If anything, it was the Bucks, the winners of Game 3, who seemed to come closer to throwing in the towel. Operating without Khris Middleton, who hasn't played since Game 2 of Milwaukee's first-round series, the Bucks basically abstained altogether from running what you or I might consider a "team" offense. Just four times in franchise history has a Bucks player not named Kareem Abdul-Jabbar attempted 30 or more shots in a playoff game, and two of those instances came Saturday night: Antetokounmpo and Jrue Holiday combined for 60 shot attempts, 16 of Milwaukee's 34 three-point attempts, and 12 of the team's 17 free-throw attempts, and between the two of them used 70 percent of Milwaukee's offensive possessions. That workload—plus their share of the grueling work of frustrating Boston's constant passing and screening and cutting—meant that, by the midpoint of the fourth quarter, Milwaukee's two main guys were visibly exhausted.
It was right about the time that Antetokounmpo and Holiday gave up on defensive rotations that Boston's methodical attack accelerated into high gear.

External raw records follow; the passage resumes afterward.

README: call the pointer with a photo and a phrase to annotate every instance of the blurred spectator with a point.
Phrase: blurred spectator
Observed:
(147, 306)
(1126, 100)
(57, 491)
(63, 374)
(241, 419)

The Celtics suddenly found themselves with time and space for cleaner looks, and in the fourth quarter they put up 34 points on 22 shots, made it to the line for 11 freebies, and in general took control of the game. Boston never quite made it over the hump, in large part because they could never quite manage to keep the boulder that is Antetokounmpo from rolling downhill. The pattern of this, in the fourth quarter, was fun. The Celtics pounced on sloppy transition defense and closed to within four points on a Jaylen Brown and-one, and Giannis responded with a big dunk out of an isolation. Two assisted Al Horford buckets and a Marcus Smart free-throw closed the margin to a single point, and then Giannis smashed Brown into the paint and dropped in a jump hook directly over his head. Boston finally grabbed the lead inside the game's final two minutes, and then Giannis raced right around Grant Williams for an incredible finger-roll finish. The Celtics executed admirably all the way to the final buzzer, and Giannis just periodically lifted them by the scruff of the neck and deposited them in a nearby wastebasket.

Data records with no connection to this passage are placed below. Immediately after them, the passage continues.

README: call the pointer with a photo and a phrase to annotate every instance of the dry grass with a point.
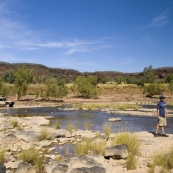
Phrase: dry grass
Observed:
(58, 158)
(131, 162)
(34, 157)
(14, 123)
(131, 140)
(99, 106)
(69, 128)
(163, 159)
(44, 134)
(83, 148)
(87, 125)
(98, 146)
(2, 155)
(107, 129)
(57, 125)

That the Bucks were able to make this dynamic work in Game 3 by no means guarantees that it'll continue to work across the rest of this series. Had a few decent looks fallen for the Celtics earlier in the game, this matchup would have a very different shape today. There's a good chance the exhaustion that helped unzip Milwaukee's defense down the stretch Saturday night will become more pronounced as the series continues, and anyway I would not bet on any team to win a game against these Celtics while giving 30 shots to their third- or fourth-best player. But that's been a fun thing about the Bucks in the Giannis era, including during their 2021 title run: They can seem like the least functional team in the playoffs for whole games at a time, and then you look up and they've banked another win or another series. Just as soon as you are ready to proclaim their fraudulence, Giannis seems to grow in size by 25 percent and suddenly makes a lot of nuances seem hilariously unimportant. The Celtics are intricate machinery whirring with incredible precision, but it remains to be seen whether that sophistication is much more valuable than a good hammer.